Anti-comunista, apesar de na juventude ter militado no PCP por oito anos (1944 a 1952), Soares deu o apoio sorrateiro e também explícito para derrubar o governo do general vermelho do poder.
Em julho de 1975, já dava mostras de que lado da história estava. Pedia abertamente em manifestações, a queda do general Vasco Gonçalves, que àquela altura promovia a reforma agrária nas fazendas do Alentejo e Ribatejo, Estados em que haviam grandes latifúndios.
Antes disso, em 11 de março, eclodiria um golpe de Estado para derrubar o governo de Gonçalves, instigado pela CIA e levado a cabo por militares liderados pelo extremista António Spínola, a quem Carlucci negava conhecer pessoalmente.
A intentona golpista fracassa e Spínola e demais conspiradores fogem para a Espanha do ditador Francisco Franco.
Em Portugal, o governo de Gonçalves reforça a mensagem que a aliança entre o povo e o MFA, Movimento das Forças Armadas, que depôs a ditadura salazarista, é indissolúvel. E avança nas políticas à esquerda, com a nacionalização de empresas e estaleiros.
Do exterior, Spínola continua tentando derrubar o governo e funda o MDLP (Movimento Democrático de Libertação de Portugal), organização terrorista que Diogo Pacheco de Amorim, hoje vice-presidente da Assembleia da República (parlamento português) pelo partido de extrema direita Chega, dirigia à época.
Entre as acusações que pairam sobre o MDLP, além da tentativa de golpe de Estado, estão aproximadamente 600 atentados, que incluem explosões de sedes do PCP, ataques à bomba contra automóveis e imóveis de comunistas e simpatizantes do Partido, além da morte de pessoas.
Os planos sabotadores arquitetados no estrangeiro eram vistos com bons olhos pelos Estados Unidos.
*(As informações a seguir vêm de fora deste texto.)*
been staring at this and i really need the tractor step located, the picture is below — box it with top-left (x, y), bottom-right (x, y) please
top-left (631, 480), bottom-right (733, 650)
Tudo que reforçasse os objetivos da CIA em impedir que um tesouro geopolítico do quilate de Portugal, se transformasse em um país socialista em um mundo que respirava a Guerra Fria, era aplaudido.
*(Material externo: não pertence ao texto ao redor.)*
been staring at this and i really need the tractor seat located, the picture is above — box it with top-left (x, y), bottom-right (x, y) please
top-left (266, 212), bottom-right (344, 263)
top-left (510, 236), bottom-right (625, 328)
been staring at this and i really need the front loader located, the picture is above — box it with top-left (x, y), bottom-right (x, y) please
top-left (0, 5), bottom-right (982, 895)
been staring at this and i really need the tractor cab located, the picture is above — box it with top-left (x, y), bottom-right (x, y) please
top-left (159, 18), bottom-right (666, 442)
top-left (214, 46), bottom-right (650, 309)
Estrategicamente posicionado no extremo ocidente da Europa, na ponta oposta à União Soviética, Portugal ainda tinha o valioso Arquipélago dos Açores, localizado no meio do Oceano Atlântico, ponto importantíssimo na conexão entre Estados Unidos e Europa, e que poderia funcionar, por exemplo, como base para o reabastecimento de aeronaves ianques em um eventual conflito com países do Leste Europeu.
Em 25 de novembro de 1975, após movimentações tramadas pela direita das Forças Armadas, apoiadas pelo PS de Mário Soares, militares ligados ao PCP e ao comandante do Copcon (Comando Operacional do Continente), Otelo Saraiva de Carvalho, que havia liderado a revolução que derrubou a ditadura, são derrotados.
O governo de Vasco Gonçalves vem abaixo, colocando fim à esperança de Portugal se transformar na primeira experiência socialista da Europa Ocidental.
Acabava assim o Processo Revolucionário em Curso e se iniciava uma democracia burguesa.
Anos mais tarde, já como presidente da República, Mário Soares concederia a Spínola a mais alta ordem honorífica de Portugal. O título é entregue àqueles que prestam relevantes serviços ao país.
Depois de cumprir a função para a qual havia sido designado, Carlucci assume publicamente a face da CIA e torna-se seu diretor-adjunto. Viria ainda a comandar posteriormente, o Departamento de Defesa estadunidense no governo Ronald Reagan, além de integrar o Conselho Nacional de Segurança também nesse período.